La Rip said that the UN aid agency visited refugees in KIO-controlled areas in April and provided assistance for two months. But there has been no return visit since then.

Some 1,278 Kachin refugees have returned from China to take shelter in KIA Brigade 3 region alone, around one hour drive east of the state capital Myitkyina, according to La Rip.

Many others, however, returned to different shelters operated by the rebels while some have risked hiding in the jungle due to the difficulty of reaching a KIO-controlled camp. The refugees also lack proper healthcare and their children are denied schooling as there are no teachers or sufficient study materials such as books, pens and pencils, said La Rip.

The UNHCR reported in July that it has built around 2,500 shelters for Kachin civilians displaced by fighting and more than 48,000 have received assistance from the organization in the form of mosquito nets, blankets, tarpaulins and plastic floor mats.

Hostilities between the government and the KIA broke out in June last year. Around 90,000 civilians have been displaced by the fighting so far, according to local community-based relief organizations.
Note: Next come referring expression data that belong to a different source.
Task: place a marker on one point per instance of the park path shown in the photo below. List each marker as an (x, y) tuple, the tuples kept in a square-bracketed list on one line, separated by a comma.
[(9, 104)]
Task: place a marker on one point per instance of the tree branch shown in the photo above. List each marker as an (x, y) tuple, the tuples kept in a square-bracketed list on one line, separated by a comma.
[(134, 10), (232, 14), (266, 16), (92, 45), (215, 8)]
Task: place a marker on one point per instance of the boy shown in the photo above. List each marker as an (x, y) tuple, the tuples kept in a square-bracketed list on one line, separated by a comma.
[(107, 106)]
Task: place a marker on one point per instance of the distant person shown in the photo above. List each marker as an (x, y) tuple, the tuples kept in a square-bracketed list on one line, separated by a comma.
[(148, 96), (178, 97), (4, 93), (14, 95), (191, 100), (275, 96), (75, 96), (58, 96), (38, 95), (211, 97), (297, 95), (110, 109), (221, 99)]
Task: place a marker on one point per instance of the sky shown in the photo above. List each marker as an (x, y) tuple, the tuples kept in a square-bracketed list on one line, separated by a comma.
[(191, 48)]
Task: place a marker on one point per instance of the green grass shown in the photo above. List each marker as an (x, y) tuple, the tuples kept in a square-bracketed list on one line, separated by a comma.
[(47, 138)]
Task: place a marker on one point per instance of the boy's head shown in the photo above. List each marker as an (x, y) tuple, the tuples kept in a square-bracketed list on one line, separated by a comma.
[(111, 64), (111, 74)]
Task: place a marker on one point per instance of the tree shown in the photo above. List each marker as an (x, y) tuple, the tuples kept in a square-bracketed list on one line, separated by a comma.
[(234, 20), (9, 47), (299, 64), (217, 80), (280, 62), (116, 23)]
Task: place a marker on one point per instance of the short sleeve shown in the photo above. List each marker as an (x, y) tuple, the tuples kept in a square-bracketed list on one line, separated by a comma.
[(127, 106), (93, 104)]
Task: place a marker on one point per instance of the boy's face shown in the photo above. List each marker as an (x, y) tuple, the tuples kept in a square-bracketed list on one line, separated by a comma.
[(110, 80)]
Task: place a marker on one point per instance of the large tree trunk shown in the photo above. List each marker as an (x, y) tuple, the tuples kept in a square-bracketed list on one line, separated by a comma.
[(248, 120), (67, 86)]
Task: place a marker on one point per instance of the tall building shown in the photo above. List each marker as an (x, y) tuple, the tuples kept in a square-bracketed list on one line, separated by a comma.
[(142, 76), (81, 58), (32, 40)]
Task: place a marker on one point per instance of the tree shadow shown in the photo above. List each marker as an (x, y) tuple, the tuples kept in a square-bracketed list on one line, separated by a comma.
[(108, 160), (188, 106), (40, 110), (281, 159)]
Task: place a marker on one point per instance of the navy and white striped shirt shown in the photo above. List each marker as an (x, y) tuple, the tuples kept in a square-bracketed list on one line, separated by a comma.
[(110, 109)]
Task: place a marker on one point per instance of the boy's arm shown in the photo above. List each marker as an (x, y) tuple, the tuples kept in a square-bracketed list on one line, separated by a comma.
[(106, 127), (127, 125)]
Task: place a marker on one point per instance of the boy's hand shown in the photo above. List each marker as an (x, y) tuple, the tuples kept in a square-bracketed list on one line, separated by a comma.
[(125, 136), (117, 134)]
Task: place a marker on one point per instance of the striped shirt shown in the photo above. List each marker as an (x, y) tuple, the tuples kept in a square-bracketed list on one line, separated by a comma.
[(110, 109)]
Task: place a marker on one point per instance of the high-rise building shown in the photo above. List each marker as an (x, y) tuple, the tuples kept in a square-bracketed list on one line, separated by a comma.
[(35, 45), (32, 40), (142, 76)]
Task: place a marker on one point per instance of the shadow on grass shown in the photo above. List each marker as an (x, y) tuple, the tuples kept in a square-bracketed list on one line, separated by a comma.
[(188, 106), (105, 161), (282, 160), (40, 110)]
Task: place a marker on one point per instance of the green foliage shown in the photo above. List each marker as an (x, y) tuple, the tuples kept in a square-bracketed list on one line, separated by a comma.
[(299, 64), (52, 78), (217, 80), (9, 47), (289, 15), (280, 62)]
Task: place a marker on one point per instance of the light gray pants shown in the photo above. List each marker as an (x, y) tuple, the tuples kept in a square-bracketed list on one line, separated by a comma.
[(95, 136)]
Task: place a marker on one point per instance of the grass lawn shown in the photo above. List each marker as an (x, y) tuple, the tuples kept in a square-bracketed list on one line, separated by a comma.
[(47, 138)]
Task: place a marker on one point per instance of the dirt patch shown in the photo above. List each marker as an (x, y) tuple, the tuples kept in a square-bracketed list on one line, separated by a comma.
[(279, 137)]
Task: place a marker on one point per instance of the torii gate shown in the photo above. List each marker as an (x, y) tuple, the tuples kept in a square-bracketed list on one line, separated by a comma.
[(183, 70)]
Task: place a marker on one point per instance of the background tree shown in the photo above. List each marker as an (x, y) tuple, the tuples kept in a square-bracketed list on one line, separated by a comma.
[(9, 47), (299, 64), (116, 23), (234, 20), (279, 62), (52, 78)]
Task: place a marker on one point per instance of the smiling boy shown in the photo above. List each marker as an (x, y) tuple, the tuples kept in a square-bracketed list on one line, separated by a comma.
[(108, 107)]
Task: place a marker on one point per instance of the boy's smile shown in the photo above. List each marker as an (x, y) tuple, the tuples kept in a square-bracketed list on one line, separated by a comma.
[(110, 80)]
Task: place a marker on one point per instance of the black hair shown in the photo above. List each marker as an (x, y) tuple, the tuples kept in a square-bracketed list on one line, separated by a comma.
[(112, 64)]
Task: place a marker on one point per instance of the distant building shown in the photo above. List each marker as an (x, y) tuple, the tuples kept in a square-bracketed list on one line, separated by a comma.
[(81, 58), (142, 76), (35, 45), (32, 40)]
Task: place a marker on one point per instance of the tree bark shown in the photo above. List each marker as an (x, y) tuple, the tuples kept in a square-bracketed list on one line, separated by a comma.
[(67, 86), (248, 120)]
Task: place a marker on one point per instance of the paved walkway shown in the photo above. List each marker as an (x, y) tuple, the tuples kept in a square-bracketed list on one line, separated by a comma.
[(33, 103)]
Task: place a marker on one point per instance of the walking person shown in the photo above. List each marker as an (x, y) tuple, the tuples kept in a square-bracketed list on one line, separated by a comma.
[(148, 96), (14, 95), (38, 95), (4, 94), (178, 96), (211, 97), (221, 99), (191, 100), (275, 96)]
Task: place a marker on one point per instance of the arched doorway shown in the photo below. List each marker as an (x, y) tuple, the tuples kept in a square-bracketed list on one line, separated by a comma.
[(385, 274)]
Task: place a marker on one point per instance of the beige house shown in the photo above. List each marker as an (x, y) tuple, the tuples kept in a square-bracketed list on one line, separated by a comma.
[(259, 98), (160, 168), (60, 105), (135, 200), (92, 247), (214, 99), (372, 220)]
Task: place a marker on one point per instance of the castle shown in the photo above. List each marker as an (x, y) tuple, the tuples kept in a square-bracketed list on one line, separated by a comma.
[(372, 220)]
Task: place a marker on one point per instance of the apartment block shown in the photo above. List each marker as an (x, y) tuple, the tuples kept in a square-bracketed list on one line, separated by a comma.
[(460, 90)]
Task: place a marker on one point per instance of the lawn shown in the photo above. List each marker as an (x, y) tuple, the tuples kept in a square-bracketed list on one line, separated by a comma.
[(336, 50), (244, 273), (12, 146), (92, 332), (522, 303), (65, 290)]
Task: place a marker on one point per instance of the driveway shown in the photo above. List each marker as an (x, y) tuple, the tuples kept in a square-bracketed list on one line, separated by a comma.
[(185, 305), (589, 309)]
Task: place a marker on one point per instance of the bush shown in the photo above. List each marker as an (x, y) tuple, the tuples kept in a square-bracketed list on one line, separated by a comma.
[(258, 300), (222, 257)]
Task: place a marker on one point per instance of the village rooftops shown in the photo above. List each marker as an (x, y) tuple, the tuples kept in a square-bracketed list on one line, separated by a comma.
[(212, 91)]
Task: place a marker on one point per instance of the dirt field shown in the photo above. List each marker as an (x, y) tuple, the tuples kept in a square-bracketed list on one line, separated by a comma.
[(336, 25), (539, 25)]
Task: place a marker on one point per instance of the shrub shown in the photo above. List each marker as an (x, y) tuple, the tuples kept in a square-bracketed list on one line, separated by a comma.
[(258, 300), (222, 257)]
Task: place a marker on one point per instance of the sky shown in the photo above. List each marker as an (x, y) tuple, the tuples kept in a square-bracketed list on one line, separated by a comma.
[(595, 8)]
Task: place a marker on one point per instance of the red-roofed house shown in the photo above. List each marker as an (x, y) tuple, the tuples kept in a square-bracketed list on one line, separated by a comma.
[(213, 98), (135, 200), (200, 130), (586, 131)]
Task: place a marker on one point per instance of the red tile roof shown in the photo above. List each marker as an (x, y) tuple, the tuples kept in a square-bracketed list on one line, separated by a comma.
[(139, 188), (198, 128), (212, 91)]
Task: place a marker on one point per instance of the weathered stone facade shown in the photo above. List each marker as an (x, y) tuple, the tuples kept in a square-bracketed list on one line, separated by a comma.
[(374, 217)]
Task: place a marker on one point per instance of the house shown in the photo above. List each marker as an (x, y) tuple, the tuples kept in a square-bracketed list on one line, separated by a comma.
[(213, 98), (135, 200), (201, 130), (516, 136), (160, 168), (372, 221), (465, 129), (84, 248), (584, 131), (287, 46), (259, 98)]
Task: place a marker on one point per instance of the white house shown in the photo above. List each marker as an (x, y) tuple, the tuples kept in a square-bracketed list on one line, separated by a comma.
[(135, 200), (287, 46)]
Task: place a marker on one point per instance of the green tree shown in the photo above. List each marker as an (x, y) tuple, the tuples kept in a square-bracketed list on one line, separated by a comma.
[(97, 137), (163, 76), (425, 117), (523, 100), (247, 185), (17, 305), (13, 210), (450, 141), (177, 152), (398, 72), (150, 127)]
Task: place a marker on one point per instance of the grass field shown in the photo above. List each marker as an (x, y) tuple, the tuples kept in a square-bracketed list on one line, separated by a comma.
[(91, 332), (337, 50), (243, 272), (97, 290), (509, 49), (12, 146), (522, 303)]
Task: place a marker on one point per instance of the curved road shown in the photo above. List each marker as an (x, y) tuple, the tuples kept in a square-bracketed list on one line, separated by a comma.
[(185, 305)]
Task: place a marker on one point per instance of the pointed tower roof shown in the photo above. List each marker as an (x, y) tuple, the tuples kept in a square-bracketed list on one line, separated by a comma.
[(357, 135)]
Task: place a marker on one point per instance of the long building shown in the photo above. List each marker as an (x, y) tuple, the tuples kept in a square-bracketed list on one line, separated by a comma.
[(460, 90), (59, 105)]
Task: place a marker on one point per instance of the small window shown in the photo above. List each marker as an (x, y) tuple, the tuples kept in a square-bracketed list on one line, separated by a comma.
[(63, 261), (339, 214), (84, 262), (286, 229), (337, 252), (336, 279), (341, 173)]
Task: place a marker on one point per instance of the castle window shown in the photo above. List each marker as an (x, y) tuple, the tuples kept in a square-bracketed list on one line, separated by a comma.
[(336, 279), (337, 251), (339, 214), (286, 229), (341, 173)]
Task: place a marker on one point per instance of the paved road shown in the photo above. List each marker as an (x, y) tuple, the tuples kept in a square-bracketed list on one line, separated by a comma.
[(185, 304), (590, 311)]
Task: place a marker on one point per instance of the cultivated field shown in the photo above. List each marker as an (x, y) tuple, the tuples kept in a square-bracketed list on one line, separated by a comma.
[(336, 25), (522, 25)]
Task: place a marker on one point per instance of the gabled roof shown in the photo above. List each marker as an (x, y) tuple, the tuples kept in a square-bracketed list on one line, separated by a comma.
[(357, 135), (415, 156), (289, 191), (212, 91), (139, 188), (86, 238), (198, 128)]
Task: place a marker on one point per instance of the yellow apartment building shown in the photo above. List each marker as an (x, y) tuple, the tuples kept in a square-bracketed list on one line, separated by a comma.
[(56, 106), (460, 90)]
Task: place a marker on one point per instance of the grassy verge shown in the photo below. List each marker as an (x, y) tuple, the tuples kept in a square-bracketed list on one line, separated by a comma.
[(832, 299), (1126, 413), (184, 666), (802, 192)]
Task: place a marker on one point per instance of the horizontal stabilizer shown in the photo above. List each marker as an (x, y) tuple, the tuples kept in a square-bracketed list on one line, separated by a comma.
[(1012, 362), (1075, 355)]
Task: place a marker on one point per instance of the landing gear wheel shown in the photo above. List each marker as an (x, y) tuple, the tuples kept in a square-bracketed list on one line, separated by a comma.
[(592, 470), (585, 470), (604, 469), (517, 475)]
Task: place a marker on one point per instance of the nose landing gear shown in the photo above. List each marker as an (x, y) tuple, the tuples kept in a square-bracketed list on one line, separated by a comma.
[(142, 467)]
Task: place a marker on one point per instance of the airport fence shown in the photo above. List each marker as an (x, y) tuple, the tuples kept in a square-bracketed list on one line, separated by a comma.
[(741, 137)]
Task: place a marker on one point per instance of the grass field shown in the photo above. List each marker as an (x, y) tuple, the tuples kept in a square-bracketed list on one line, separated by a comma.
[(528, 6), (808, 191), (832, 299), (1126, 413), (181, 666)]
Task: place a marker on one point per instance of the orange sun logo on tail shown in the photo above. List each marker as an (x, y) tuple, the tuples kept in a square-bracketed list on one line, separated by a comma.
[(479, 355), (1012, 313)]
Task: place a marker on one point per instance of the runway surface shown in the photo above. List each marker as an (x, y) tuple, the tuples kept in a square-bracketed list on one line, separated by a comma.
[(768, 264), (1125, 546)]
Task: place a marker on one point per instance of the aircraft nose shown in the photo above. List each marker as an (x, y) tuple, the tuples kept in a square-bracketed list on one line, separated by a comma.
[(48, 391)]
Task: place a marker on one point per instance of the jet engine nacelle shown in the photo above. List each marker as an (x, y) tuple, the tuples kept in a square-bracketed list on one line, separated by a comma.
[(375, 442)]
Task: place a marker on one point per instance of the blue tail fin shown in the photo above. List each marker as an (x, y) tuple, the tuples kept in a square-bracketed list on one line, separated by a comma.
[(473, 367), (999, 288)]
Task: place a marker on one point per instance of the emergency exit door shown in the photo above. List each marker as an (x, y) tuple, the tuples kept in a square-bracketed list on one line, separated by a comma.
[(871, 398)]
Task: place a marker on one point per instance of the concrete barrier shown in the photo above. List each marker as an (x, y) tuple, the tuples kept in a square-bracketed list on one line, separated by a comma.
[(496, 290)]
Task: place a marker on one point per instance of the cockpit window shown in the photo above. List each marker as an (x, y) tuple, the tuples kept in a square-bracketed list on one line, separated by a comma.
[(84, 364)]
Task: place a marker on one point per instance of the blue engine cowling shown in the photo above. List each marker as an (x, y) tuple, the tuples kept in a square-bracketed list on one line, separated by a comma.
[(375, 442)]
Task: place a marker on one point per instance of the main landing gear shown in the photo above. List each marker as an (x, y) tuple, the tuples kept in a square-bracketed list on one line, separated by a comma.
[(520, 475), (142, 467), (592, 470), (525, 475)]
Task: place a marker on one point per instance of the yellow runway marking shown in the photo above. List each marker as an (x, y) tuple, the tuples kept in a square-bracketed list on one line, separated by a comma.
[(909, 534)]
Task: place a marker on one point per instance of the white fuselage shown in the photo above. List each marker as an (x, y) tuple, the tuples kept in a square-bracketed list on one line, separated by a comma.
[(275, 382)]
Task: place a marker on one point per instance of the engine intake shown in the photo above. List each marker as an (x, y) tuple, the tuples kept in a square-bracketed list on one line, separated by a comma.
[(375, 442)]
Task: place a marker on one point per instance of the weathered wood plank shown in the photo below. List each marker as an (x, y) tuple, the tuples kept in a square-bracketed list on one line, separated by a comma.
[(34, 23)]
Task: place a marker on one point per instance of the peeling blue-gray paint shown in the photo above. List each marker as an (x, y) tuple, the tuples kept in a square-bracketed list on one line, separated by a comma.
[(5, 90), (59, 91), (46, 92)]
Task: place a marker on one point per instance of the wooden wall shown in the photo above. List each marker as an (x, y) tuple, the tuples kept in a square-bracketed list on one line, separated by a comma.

7 Responses to China Denies UN Access to Returning Refugees

  1. We are witnessing the very dynamic relationship between China and Myanmar. They jointly use more hardline tactics against the Kachins to accomplish the dual pipelines which will bring billions of dollars in new investment and revenue to the Yunnan province, not to mention lifting it up to the level of “landbridge” India ocean.

    UN should use all efforts to reachout to the Kachin refugees and internally displaced isolated and neglected by all.

  2. If you guys want to confirm the causalities just contact their home base. For example- I heard from my chin friend that a battalion from Tiddim suffered great lose in Phakant.

  3. By the way no Bamar or Kachin should died for such kind of fighting. So sad.

  4. So What should we do for the chinese (China) ???? What the China Embassy doing in Myanmar?? For what?? for their only benefit ??? They take all the resources, then what ?????? Why the whole world keep quiet for this issue…?????? You all speak very loud on Rohingya Issue…. Our goverment must realize the Attitude of China……

  5. It is a shame for China to force refugees taking shelter in its country to return home where they will be at risk. Everyone with common sense can readily discern that such kind of treatment is too irresponsible and cruel. China is no doubt a huge monster with too timid a mind. It doesn’t seem to possess even a little bit of common sense.

  6. what kind of an attitude of chinna?????????

  7. The heavy handed response by China on this issue doesn’t surprise me. As we all know, China is an authoritarian state that does not recognize the legitimate rights of refugees. It likes to go into countries like Myanmar to gather as many resources as it can for it’s own benefit, but to the detriment of the host country. Then on the other hand, it doesn’t want to accept refugees fleeing war from a neighboring region.

    The reality that China must accept is that as a state that is largely peaceful and not in state of war, a state that is increasingly powerful politically and economically and thus one of the most influential countries in the world, it must be willing to abide by certain protocols such as the recognition of the rights of refugees from neighboring countries to seek refuge and protection inside China in order to escape war, forced labor and grinding poverty.